De toda forma, a Justiça Trabalhista, assim como a Justiça Comum, comunga da nova roupagem do Poder Judiciário, mergulhado num olhar de sistema multiportas, que preza pelo reconhecimento de que as lides podem encontrar várias formas adequadas para solução dos conflitos à ela inerentes, reconhecendo como parte da estrutura do serviços prestados o universo conciliatório, exigindo, inclusive, ambiente apropriado e técnicas específicas, conforme previsto no art. 3°, §3º do CPC e na resolução 125/10 do CNJ, visando um maior êxito no número de acordos homologados.

Seguindo o paradigma da cultura da pacificação, o C. CSJT editou a resolução 174/16, que dispõe sobre a política judiciária nacional de tratamento adequado das disputas de interesses no âmbito do Poder Judiciário Trabalhista, nos termos da determinação exarada no artigo 18-B da resolução 125/10 do CNJ.

Noutra ponta, repleta de nuances próprios, a Justiça Especializada na Seara Trabalhista também possui regra específica quanto a possibilidade do jus postulandi, art. 791 da CLT, viabilizando que o processo siga seu trâmite com o impulso realizado pelo reclamante, mediante atermação de seu conflito sem o patrocínio de um advogado.

Cumpre destacar que o jus postulandi sempre se mostrou uma ferramenta importante nas mãos da classe trabalhadora no que tange à busca de seus direitos, já que autoriza ao reclamante postular em juízo sem a intermediação de um advogado. Ocorre, no entanto, que a resolução 174/16 do CSJT, nos termos do §1° do artigo 6°, apresenta uma regra que, aparentemente, convizinha proibir o jus postulandi nos CEJUSC-JT (Centro Judiciário de Métodos Consensuais de Solução de Disputas). Senão, vejamos:

art. 6º (…)
§ 1º. As sessões de conciliação e mediação realizadas nos CEJUSC-JT contarão com presença física de magistrado, o qual poderá atuar como conciliador e mediador e supervisionará a atividade dos conciliadores e mediadores, estando sempre disponível às partes e advogados, sendo indispensável a presença do advogado do reclamante. (Grifo nosso)

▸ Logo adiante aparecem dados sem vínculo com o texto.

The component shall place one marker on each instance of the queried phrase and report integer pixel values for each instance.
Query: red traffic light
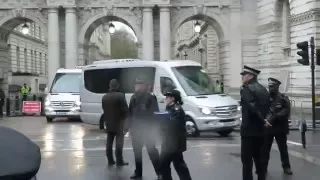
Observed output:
(303, 45)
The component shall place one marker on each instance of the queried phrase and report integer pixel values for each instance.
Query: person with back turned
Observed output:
(115, 110)
(255, 105)
(278, 117)
(141, 124)
(174, 138)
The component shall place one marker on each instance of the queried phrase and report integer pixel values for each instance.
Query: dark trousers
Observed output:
(119, 146)
(251, 150)
(138, 141)
(281, 139)
(178, 163)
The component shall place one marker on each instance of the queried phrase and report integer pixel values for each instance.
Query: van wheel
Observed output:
(225, 133)
(191, 128)
(49, 120)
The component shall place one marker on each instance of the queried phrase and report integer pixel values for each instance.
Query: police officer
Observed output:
(141, 122)
(278, 117)
(174, 138)
(255, 105)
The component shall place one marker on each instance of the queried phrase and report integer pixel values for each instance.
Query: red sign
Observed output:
(31, 107)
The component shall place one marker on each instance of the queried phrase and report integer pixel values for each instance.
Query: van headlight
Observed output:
(205, 110)
(77, 103)
(47, 103)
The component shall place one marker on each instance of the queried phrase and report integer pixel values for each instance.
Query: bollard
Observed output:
(303, 130)
(8, 107)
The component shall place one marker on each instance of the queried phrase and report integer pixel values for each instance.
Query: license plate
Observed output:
(229, 123)
(61, 113)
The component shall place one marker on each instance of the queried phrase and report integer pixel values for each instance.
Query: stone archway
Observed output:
(11, 20)
(128, 17)
(216, 29)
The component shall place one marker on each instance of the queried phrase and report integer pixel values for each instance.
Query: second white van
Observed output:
(206, 109)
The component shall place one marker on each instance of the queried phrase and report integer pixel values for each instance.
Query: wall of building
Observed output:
(28, 57)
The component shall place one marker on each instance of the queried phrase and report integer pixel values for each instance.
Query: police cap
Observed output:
(249, 70)
(173, 93)
(273, 81)
(141, 80)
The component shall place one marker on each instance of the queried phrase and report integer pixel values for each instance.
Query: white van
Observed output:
(63, 98)
(206, 110)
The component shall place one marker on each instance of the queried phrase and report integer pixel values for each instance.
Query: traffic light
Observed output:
(318, 56)
(304, 53)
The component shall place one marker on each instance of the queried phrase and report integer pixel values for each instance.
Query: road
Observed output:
(73, 150)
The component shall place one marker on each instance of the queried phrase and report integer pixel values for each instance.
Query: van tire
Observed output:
(191, 128)
(225, 133)
(49, 120)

O parágrafo acima transcrito dá margem a duas interpretações possíveis: (1) Fica vedado o jus postulandi para os reclamantes em audiências realizadas no CEJUSC-JT; (2) Os reclamantes que tiverem advogado constituído nos autos não podem comparecer nas audiências do CEJUSC-JT sem seu respectivo patrono.

Diante de referida situação infere-se que, ou a resolução do CSJT de maneira genérica acabou exigindo a presença de advogado para os reclamantes nas audiências realizadas no CEJUSC-JT, inovando a legislação pátria, ou o jus postulandi não foi objeto daquela resolução, tendo o mencionado parágrafo primeiro o objetivo exclusivo de garantir a presença nas audiências do patrono dos reclamantes que postulam com advogado com procuração nos autos.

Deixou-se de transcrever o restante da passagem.